Kinderrechten en vreemdelingenrecht

In het jaarbericht wordt aandacht gevraagd voor de toelating en begeleiding van alleenstaande minderjarige vreemdelingen (amv’s). In dat kader is van belang dat een herijking van het amv-beleid in opdracht van de Staatssecretaris van Justitie wordt uitgevoerd. De herijking van het amv-beleid is gericht op het snel en volledig bieden van duidelijkheid over de toelating, teneinde de terugkeer van uitgeprocedeerde amv’s te bevorderen en een illegaal bestaan van jongvolwassenen in Nederland te voorkomen. In dit kader wordt ook de toepassing van vreemdelingenbewaring van amv’s bezien.

Daarnaast wordt gekeken naar de positie van kinderen in het vreemdelingenbeleid in het algemeen.

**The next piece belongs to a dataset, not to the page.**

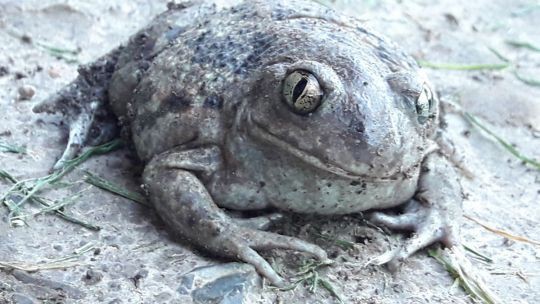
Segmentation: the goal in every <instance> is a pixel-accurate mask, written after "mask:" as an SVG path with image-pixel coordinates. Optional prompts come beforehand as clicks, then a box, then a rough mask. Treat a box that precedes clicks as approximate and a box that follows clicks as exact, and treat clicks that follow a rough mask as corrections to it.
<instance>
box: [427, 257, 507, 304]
mask: <svg viewBox="0 0 540 304" xmlns="http://www.w3.org/2000/svg"><path fill="white" fill-rule="evenodd" d="M428 253H429V255H430V256H431V257H433V258H434V259H436V260H437V261H438V262H439V263H441V264H442V265H443V266H444V268H445V269H446V270H447V271H448V272H449V273H450V275H452V277H454V278H455V279H456V280H457V281H458V284H459V286H460V287H461V288H463V290H465V292H466V293H467V294H469V295H470V296H471V297H473V298H475V299H477V300H479V301H481V302H482V303H486V304H495V303H500V301H499V300H498V299H497V297H496V296H495V295H494V294H493V292H492V291H491V290H490V289H489V288H488V287H487V285H486V284H485V283H484V280H483V279H482V278H481V277H480V274H479V273H478V271H476V270H475V268H474V267H473V266H472V264H471V263H470V261H469V260H468V259H467V258H466V257H465V255H464V252H463V249H462V248H461V247H459V246H456V247H454V248H453V249H452V250H451V251H450V252H449V253H447V252H446V251H442V250H440V249H438V250H429V251H428Z"/></svg>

Een brief daarover wordt dit jaar aan de Tweede Kamer gezonden. Het belang van het kind vormt bij de plannen een belangrijk uitgangspunt evenals als de inzet om het misbruik van de kwetsbare positie van kinderen en toelatingsprocedures te voorkomen. Tegelijkertijd geldt evenwel het beginsel dat indien ouders met kinderen niet in aanmerking komen voor de verblijfsvergunning, de ouders zelf verantwoordelijk zijn voor het realiseren van de terugkeer van het gezin naar het land van herkomst. Daarbij faciliteert de overheid het vertrek als dat nodig is. Dat gebeurt bijvoorbeeld door het verschaffen van onderdak in een vrijheidsbeperkende locatie gedurende een periode van 12 weken ter voorbereiding op het vertrek.